Marmite man himself, Gordon Brown

So, 25 hours to go until polling time.

25 hours. 25 hours until we find out whether more people read tabloids or broadsheets. That is, afterall, what an election is about. 4 weeks of gaffes and political broadcasts to help newspaper owners decide which party to tell us inky-fingered print readers which party we’re going to vote for. The election isn’t decided on sofas, or in front of television debates, but by ragged journalists typing away all day for a paycheck from some media tycoon.

But just in case you’re thinking or excercising your democratic right of free-thinking, you have a choice to make.

Firstly there’s marmite man himself Gordon Brown. I don’t mean you either love him or hate him, I think every poll has made it clear that’s a one-sided thing, I just suspect he has a penchant for the brown sticky stuff. Biggotgate proved that. He rules with an economic fist of steel and a statesmanlike quality straight from the 1950’s. Approximately the same period as his hairstyle. He inhales mid-sentence like a premiership footballer buying time as he thumbs through The Penguin book of English Cliches: Spanish to English version. But it just shows a good old fashioned reliance on learning your lines.

The thing is, as each day of the election campaign has gone by with yet another disaster for Gordon, he’s started looking more and more like the shaggy-haired elderly homeless dogs they put at the end of the RSPCA adverts. You know, the one that gets overlooked for the younger dogs and will have to be put down if no one takes him in soon. It means you get the feeling that he’s a real person, and biggotgate just went to prove my suspicions that he must go home each day and remark that he’s surrounded by baffoons.

Yes he makes mistakes when he’s talking, but he has a strange uneasiness around cameras. Just look at him interacting with members of the public – he recently asked a child how old he was and responded with ‘that must be a nice age’. Bill Gates was no great public speaker, but he did a good job, and very few of the great inventors ot scientists were huge social animals. I don’t mind a Prime Minister not having a motormouth, so long as the brain is ticking-over nicely and he gets the job done.

There’s something rather grey about David Cameron if you ask me. Not in his photos obviously, as here he tends to go with a dark green and brown combo –  page 6 on the Dulux chart if you’re interested. I suspect if he wins tomorrow he’ll be outside Number 10 on Friday peeling off the fake skin on his face to reveal his Cyborg inner workings and asking if anyone knows where Sarah Connor lives. He’s a little too much like the office suck-up: Always at the front of the picture when things are going well, but his Teflon make-up means nothing sticks to him when something goes wrong. Everytime I see him on the telly I have an urge to punch him hard in the middle of his chubby little face, but I suspect I’d break my hand on the silver spoon he has inside his mouth.

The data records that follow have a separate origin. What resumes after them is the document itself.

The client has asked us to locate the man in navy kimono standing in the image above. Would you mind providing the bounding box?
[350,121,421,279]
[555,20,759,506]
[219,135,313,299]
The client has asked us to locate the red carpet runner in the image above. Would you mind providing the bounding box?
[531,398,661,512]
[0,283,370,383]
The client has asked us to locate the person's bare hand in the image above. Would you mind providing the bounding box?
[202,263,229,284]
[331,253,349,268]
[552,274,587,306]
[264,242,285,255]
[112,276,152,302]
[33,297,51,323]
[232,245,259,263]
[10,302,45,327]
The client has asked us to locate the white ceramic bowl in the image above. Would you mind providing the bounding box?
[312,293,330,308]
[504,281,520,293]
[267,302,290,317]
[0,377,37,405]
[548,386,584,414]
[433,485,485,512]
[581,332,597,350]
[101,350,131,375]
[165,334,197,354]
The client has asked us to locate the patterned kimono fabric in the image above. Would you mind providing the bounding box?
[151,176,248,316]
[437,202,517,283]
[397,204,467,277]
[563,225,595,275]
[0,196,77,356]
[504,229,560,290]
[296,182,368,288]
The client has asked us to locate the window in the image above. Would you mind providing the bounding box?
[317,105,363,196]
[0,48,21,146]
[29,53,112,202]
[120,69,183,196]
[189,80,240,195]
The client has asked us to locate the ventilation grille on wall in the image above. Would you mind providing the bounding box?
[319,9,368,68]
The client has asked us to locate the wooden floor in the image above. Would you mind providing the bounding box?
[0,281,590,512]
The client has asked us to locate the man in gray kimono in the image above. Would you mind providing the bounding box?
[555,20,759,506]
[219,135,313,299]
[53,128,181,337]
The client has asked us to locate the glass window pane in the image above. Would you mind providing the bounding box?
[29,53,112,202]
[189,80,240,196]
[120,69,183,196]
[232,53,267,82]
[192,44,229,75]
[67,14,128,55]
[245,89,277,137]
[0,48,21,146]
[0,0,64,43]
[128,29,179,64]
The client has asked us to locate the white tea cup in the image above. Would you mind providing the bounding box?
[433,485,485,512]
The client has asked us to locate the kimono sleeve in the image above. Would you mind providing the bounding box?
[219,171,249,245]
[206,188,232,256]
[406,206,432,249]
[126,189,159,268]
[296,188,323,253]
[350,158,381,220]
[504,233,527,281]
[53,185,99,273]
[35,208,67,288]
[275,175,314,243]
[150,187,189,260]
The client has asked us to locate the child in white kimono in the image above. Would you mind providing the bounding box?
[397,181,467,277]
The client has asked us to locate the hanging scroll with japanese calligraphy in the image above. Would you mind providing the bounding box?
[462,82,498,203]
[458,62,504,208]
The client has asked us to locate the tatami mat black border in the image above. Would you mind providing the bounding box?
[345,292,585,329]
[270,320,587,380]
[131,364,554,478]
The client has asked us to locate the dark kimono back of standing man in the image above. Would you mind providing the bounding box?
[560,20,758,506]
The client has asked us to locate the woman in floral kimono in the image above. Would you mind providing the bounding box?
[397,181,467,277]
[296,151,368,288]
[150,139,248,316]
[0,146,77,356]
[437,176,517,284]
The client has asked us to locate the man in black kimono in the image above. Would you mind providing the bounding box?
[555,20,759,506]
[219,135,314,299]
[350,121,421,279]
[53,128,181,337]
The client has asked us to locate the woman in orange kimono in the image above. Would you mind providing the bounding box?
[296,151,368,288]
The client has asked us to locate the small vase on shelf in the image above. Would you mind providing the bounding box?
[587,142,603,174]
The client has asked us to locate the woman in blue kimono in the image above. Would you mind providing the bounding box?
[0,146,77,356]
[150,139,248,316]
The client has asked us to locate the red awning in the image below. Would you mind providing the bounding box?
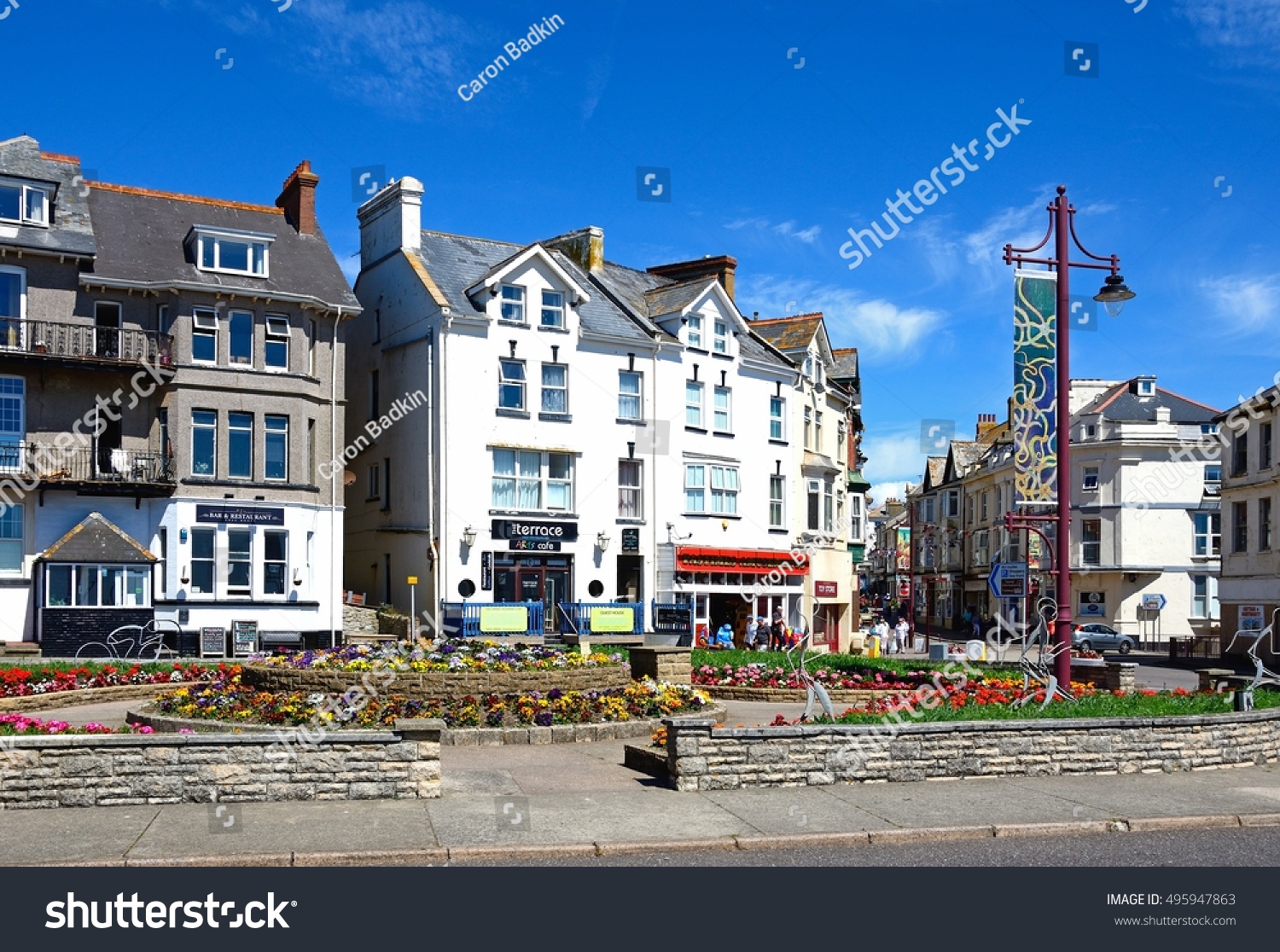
[676,545,809,576]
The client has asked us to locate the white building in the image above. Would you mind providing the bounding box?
[347,178,808,634]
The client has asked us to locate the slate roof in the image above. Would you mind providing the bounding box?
[0,136,97,256]
[40,512,159,566]
[82,184,360,316]
[419,230,653,340]
[644,278,716,319]
[831,347,858,380]
[752,314,822,351]
[1078,378,1219,424]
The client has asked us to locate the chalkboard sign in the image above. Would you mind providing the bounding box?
[653,606,694,632]
[200,629,227,658]
[232,622,258,658]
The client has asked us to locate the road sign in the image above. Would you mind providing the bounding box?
[987,562,1027,599]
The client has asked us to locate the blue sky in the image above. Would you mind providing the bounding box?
[0,0,1280,501]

Then you have Nick Clegg, currently with the Liberal Democrats as part of his school’s work placement scheme. I think he’s there because his elderly uncle, seen alongside him at all times, works there: Vince Cable I think his name is. We all know he’s posh, but I couldn’t help wondering if he was so surprised to end up on the telly debates with the two grown-ups that he’d had to send a runner out to TopMan to buy him a suit and tie.

I found a curious way of deciding between them today: I imagined them as double glazing salesman trying to sell to an elderly lady – I think it was something to do with them standing around in their various suits. Nick would knock on the door, tell her about the windows and their benefits at great length, but when he’d gone she’d forget what company he worked for or how much it was going to cost. Gordon would come round, and she’d invite him in for coffee – I think she’d see him much like the elderly dogs on RSPCA adverts too. 3 hours later, they’d have exchanged life histories, become friends on Facebook, and would be sending each other Christmas cards, but he’d have forgotten entirely to tell her about the windows. David Cameron would be the one to do the hard-sell. He’d have the elderly lady paying to re-glaze half the street, and he’d get her to put 50p in the meter to pay for the parking on his BWM outside whilst he fills in the paperwork. And when the daughter phones later to complain, he’d deny any responsibility. But he’d ask her if she knows the whereabouts of Sarah Connor, before hinting that he’ll be back.

25 hours.

25 hours to change the shape of Britain for the next 5 years. Or at least prove that James Murdoch and the various newspaper editors of this country aren’t in charge, and give Simon Cowell a bit of a bloody nose as a bonus.